A native New Yorker, he and his wife moved to Minnesota more than 55 years ago for his job at 3M.
"We lived in St. Paul but couldn't get comfortable," he recalled. Then they discovered Marine. "This town's a community, where you have the ability to know your neighbors and participate."
And participate Warren did, serving for many years on the planning commission, the volunteer fire department and helping lead a drive to protect the historic mill site from development.
His vision for the Asa Parker house was to preserve and restore its classic character, but to also update it to make it energy-efficient, with a new kitchen, new bathrooms and a layout that would work for a modern family.
Warren hired architect Eric Hansen, of E.J. Hansen, after seeing one of his projects that had won a preservation award.
Hansen, who has worked on many historic restorations, could immediately see that the Asa Parker house would be a monumental undertaking.
"When he first showed it to me, I said, 'Are you serious, Jack?' This is like running a marathon," Hansen recalled.
Warren was serious. So Hansen began work on the design, and Warren recruited helpers for the first round of demolition.
To create space for the enhancements, Hansen designed a three-story rear addition that could accommodate a large kitchen with a center island and see-through fireplace on the main floor, a potential media room on the lower level and additional bedroom space on the second floor.
The home's original character was maintained by replicating existing dormer details for six new dormers. New windows and doors were matched to historic proportions. And Warren even insisted on an internal gutter system because that's what the house originally had, Hansen said.
New insulation, ventilation and radiant heat flooring made the old house cozy and comfortable. "It's super-efficient," said Hansen, who collaborated with Hagstrom Builder on the project. "The goal was to save as much as possible."

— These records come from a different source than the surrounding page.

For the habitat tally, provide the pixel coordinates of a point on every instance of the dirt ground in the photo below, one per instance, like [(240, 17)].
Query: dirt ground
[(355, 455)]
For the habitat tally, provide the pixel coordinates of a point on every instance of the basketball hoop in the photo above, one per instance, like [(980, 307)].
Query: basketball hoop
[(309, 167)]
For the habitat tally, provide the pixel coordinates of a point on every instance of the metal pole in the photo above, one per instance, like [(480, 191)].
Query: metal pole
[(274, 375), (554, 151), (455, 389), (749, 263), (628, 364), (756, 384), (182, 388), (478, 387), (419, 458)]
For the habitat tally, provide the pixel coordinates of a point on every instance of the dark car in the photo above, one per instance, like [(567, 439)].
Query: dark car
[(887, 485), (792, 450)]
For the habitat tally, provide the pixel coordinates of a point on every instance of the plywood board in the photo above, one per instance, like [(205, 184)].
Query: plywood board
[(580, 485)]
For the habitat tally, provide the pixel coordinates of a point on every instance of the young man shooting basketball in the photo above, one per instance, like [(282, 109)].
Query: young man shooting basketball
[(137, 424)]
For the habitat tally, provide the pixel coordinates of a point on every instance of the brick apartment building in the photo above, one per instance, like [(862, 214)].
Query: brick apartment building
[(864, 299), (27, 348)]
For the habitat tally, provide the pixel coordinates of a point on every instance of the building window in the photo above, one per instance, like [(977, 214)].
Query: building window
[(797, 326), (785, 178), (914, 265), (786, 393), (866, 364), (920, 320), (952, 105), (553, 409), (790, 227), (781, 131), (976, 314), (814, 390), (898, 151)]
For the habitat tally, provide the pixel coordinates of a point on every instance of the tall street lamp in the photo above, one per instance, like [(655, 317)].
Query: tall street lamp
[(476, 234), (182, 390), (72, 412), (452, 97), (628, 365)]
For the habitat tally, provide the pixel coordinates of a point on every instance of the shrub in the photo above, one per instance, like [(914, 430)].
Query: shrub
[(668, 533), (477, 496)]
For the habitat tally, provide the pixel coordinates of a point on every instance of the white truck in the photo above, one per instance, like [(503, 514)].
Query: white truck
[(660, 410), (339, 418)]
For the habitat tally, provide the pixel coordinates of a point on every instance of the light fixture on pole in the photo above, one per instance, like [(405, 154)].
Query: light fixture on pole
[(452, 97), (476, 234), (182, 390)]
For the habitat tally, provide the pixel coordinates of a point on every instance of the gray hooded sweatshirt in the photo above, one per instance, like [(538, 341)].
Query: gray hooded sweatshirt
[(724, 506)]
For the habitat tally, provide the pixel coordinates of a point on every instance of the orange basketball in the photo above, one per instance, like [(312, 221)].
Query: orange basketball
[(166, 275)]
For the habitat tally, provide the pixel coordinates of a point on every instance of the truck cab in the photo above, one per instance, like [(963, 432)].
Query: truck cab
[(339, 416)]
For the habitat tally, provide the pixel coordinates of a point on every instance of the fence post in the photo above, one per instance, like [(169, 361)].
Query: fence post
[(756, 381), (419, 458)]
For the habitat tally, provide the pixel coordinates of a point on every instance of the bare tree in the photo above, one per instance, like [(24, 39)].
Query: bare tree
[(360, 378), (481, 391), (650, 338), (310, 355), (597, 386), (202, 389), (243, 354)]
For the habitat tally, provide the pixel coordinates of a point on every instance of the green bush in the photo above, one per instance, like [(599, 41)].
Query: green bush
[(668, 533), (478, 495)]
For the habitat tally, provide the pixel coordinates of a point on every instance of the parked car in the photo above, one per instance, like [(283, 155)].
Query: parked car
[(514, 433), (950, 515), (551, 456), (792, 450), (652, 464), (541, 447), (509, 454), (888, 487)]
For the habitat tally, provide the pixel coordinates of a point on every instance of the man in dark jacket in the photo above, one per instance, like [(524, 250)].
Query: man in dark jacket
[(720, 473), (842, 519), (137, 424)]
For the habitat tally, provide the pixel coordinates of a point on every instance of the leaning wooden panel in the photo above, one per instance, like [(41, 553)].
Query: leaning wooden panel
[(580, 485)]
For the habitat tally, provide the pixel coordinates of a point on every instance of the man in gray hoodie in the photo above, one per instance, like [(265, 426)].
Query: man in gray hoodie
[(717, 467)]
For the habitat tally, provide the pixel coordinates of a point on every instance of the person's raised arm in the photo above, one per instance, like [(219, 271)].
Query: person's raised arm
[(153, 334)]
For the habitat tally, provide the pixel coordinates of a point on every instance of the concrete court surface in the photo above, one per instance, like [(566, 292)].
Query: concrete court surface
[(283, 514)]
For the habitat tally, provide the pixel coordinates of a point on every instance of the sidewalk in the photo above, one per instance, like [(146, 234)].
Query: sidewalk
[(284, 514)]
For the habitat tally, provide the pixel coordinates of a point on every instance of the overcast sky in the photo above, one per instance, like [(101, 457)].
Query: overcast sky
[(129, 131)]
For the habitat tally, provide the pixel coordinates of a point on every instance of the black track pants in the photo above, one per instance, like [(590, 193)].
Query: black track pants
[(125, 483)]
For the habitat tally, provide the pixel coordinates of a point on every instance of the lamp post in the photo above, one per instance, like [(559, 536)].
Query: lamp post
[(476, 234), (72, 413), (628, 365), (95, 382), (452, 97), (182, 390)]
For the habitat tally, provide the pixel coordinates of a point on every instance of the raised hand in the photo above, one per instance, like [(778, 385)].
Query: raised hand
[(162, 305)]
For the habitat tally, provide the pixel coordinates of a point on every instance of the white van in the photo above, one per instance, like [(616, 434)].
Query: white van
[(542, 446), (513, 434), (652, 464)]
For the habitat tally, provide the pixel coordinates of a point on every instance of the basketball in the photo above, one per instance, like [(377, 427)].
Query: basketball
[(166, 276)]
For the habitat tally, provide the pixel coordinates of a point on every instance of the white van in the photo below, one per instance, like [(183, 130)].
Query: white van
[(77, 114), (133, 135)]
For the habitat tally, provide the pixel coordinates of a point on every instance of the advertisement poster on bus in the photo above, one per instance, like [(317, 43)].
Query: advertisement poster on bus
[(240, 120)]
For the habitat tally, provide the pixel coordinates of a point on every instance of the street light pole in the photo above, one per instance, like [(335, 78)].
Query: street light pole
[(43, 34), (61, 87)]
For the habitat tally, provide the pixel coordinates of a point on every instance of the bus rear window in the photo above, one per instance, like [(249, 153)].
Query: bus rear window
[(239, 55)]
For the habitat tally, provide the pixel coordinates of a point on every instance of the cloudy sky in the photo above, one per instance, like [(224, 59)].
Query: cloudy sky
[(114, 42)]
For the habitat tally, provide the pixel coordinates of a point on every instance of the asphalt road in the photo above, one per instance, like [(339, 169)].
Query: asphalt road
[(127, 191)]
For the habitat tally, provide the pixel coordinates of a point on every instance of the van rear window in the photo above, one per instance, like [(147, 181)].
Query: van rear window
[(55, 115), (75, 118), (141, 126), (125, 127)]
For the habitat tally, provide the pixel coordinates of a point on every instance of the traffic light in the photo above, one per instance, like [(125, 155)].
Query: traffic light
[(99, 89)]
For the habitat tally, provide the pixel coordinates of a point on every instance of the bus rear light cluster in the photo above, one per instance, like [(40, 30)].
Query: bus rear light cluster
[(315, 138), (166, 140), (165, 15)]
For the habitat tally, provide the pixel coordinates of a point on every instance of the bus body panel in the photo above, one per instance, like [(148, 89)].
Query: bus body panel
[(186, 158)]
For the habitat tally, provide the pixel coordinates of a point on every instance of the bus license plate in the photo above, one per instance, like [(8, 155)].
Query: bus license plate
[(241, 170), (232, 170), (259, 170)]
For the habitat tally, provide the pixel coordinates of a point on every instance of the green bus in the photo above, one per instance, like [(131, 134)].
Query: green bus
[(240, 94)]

Not everything that Warren had hoped to save could be saved. The home still has its original pocket doors, but much of the original woodwork was too dinged to salvage. The new woodwork and staircase were designed to replicate the scale and details of the originals. Lumber and other materials that couldn't be reused were donated to a reuse nonprofit, Better Futures.
Picking up the reins
During the lengthy project, Warren's health declined to the point that he set up a trust to fund the project's completion. After he died in November, daughter Julie, who lives in Texas, picked up the reins of the renovation, making multiple trips to Minnesota to sign off on details and check on the home's progress.
"It's a great project, very meaningful, and my dad wanted it finished," she said. "It didn't feel like a choice."
The massive renovation is almost complete. The four-bedroom, three-bathroom house will be open for touring during the Homes by Architects tour Sept. 21-22.
Next month, the 4,000-square-foot house and its 1-acre lot will go on the market.
"It's stunningly beautiful," said listing agent Elliott Hagstrom, Coldwell Banker Burnet. "It's an 1850s house, restored without any penny spared. The millwork is just exceptional and true to the era."
But instead of the small outdated rooms it used to have, the house now has an open floor plan, a new kitchen and a spacious owners' suite with a sitting room, walk-in closet and luxurious bathroom. (A price has not yet been set. Interested parties can contact Hagstrom, 651-324-4137, or Krista Wolter, 612-247-5106, Coldwell Banker Burnet.)
Julie is happy to see the historic home ready for its next chapter. "The house looks amazing, and it's so rewarding to see it restored," she said.
She's sure her dad would be pleased with the final result.
"He wanted to bring another family to Marine and have the house last another 160 years," she said. "It's been great to be able to see that through for him."